Beck says that "Hayek's theory suffers from . . . disregard for the theories that inspired it" (5). I agree with her about this--particularly in the case of Darwin. Hayek was not a good interpreter of Charles Darwin. Indeed, he does not even show any evidence that he had actually read Darwin!
Hayek criticized Darwin for seeing evolutionary selection as purely "genetic," and thus ignoring the importance of cultural evolution in explaining the history of human civilization. He also criticized Darwin for ignoring group selection. Beck rightly points out that this view of Darwin is incorrect (88-91). Darwin accepted Lamarckian evolution through use and disuse. He emphasized the importance of cultural evolution in explaining human social and moral history, particularly in The Descent of Man. And he developed his own theory of group selection, which he called "community selection." The proponents today of cultural group selection can see themselves as continuing in the tradition of Darwin. So it is strange that Hayek did not see his own theory of cultural group selection as linked to Darwin's.
Hayek claimed that Darwin did not originate the idea of evolution, because he had inherited that idea from Bernard Mandeville, David Hume, Adam Smith, and others in the Scottish tradition of philosophy. These were "Darwinians before Darwin." Darwin's achievement was in applying this idea of evolution to the biological study of the living world. Beck criticizes Hayek for saying this: "This evaluation does not do justice to Darwin and demonstrates a rather regrettable incomprehension of his ideas, which in turn impoverished Hayek's analysis" (157).
I don't see her point here. After all, Darwin himself acknowledged the history of the idea of evolution in the "Historical Sketch" that he added to the third edition of The Origin of Species. Starting with Buffon, Darwin identified a long list of people who anticipated elements of evolutionary theory. Beck says nothing about this. It is true that he did not mention Hume and Smith in this "Historical Sketch," but he did cite them prominently in The Descent of Man. And we know from Darwin's notebooks, that he began studying Scottish moral philosophy a few years after his return from his voyage on the Beagle as part of his effort to understand the evolution of human morality.
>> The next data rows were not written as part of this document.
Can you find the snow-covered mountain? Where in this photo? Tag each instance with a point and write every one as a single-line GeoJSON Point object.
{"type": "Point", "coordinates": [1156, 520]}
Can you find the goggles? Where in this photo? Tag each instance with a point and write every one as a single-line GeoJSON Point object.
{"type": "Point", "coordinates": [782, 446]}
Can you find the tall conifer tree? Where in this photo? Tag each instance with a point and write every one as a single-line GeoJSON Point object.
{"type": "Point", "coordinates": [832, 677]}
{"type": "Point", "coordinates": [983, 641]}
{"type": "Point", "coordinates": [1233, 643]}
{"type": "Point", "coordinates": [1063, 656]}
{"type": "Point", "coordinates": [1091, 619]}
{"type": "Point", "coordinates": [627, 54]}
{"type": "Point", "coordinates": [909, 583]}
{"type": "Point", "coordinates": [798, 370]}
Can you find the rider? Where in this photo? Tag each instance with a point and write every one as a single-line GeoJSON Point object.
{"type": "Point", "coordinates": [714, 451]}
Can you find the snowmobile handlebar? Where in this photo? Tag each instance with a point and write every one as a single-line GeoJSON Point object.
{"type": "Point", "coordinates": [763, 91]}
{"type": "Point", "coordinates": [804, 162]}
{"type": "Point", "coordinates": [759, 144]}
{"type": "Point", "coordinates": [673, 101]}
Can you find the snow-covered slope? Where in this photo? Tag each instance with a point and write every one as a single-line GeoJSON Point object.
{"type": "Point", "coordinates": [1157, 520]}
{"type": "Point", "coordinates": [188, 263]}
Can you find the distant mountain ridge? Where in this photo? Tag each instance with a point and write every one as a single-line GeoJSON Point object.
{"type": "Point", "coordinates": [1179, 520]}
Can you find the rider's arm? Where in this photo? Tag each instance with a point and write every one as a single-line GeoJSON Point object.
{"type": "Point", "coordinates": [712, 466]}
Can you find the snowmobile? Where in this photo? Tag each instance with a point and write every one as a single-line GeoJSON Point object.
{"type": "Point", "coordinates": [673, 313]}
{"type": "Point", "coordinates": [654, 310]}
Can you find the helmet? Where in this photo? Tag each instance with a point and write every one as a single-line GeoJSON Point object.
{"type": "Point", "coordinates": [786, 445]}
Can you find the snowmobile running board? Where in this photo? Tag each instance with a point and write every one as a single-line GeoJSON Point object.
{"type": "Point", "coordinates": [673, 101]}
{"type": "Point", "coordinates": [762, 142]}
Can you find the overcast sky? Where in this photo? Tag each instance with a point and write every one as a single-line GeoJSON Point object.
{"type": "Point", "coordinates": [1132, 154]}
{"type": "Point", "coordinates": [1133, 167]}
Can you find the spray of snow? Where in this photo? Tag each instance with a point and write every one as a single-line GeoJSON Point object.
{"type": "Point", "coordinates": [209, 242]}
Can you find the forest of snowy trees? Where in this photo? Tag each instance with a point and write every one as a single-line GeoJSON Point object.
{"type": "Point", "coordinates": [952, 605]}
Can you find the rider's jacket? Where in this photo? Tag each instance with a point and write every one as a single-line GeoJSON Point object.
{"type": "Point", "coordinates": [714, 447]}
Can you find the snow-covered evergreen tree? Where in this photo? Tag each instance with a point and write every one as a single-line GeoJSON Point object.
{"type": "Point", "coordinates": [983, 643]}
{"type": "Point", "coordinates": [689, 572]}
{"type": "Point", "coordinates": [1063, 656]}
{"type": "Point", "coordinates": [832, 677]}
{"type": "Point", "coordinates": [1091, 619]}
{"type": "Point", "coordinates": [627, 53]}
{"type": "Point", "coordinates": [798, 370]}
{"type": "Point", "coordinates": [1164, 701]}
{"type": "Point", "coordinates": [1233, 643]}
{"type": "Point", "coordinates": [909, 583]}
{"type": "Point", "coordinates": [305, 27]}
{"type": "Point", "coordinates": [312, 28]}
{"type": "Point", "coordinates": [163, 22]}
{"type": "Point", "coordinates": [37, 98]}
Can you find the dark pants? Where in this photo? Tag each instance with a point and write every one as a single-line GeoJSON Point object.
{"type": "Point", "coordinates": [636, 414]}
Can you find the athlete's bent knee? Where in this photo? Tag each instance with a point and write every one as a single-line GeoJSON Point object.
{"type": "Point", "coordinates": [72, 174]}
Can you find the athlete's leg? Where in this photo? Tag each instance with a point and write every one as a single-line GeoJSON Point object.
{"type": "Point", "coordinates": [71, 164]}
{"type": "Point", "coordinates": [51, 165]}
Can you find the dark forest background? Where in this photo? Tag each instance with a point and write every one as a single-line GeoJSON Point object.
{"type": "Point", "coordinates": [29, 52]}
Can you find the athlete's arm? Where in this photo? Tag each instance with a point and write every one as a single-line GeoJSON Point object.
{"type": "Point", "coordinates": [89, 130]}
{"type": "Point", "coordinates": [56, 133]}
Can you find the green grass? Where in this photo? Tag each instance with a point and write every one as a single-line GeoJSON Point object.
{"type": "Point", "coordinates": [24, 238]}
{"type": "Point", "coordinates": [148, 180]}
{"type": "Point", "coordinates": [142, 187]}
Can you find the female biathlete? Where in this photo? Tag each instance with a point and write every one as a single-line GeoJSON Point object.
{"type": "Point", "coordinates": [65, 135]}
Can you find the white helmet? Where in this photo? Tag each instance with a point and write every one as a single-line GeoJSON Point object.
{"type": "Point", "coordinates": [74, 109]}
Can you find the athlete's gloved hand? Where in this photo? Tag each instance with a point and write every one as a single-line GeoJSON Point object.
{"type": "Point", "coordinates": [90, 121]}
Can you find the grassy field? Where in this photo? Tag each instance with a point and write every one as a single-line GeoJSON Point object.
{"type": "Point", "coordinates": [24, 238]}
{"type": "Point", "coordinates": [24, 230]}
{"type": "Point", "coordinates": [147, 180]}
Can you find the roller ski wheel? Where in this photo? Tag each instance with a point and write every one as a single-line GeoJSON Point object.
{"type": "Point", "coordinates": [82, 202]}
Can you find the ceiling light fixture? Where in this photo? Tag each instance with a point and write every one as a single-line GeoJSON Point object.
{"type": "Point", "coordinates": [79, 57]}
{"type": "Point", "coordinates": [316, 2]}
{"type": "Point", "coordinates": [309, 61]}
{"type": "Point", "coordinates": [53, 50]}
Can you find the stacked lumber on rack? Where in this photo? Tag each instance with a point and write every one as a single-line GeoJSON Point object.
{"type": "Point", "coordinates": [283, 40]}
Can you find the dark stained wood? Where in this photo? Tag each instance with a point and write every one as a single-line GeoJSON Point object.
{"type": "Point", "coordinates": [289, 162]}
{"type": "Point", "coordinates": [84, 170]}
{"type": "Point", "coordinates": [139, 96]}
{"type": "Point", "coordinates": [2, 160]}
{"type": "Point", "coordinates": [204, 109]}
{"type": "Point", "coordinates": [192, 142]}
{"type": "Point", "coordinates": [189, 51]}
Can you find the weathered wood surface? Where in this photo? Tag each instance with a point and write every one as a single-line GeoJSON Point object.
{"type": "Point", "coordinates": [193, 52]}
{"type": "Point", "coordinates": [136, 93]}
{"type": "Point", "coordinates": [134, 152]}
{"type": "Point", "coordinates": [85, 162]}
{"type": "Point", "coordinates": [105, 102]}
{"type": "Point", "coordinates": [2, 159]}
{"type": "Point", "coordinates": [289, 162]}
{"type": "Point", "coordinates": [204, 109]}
But if one is looking for some writer who exerted a crucial influence on Darwin's evolutionary thinking, Beck insists, one should look not at Mandeville, Hume, or Smith, but at Thomas Malthus. After all, Darwin declared in his Autobiography that when he read Malthus's Essay on the Principle of Population in October of 1838, "I had at last got a theory by which to work" (1959, 120). Hayek, however, could not accept the Malthusian logic of evolution, Beck explains, because Hayek's ideological commitment to endless growth through capitalist expansion meant that he had to reject Malthus's warning that a growing human population must inevitably lead to a depletion of natural resources that will bring human misery.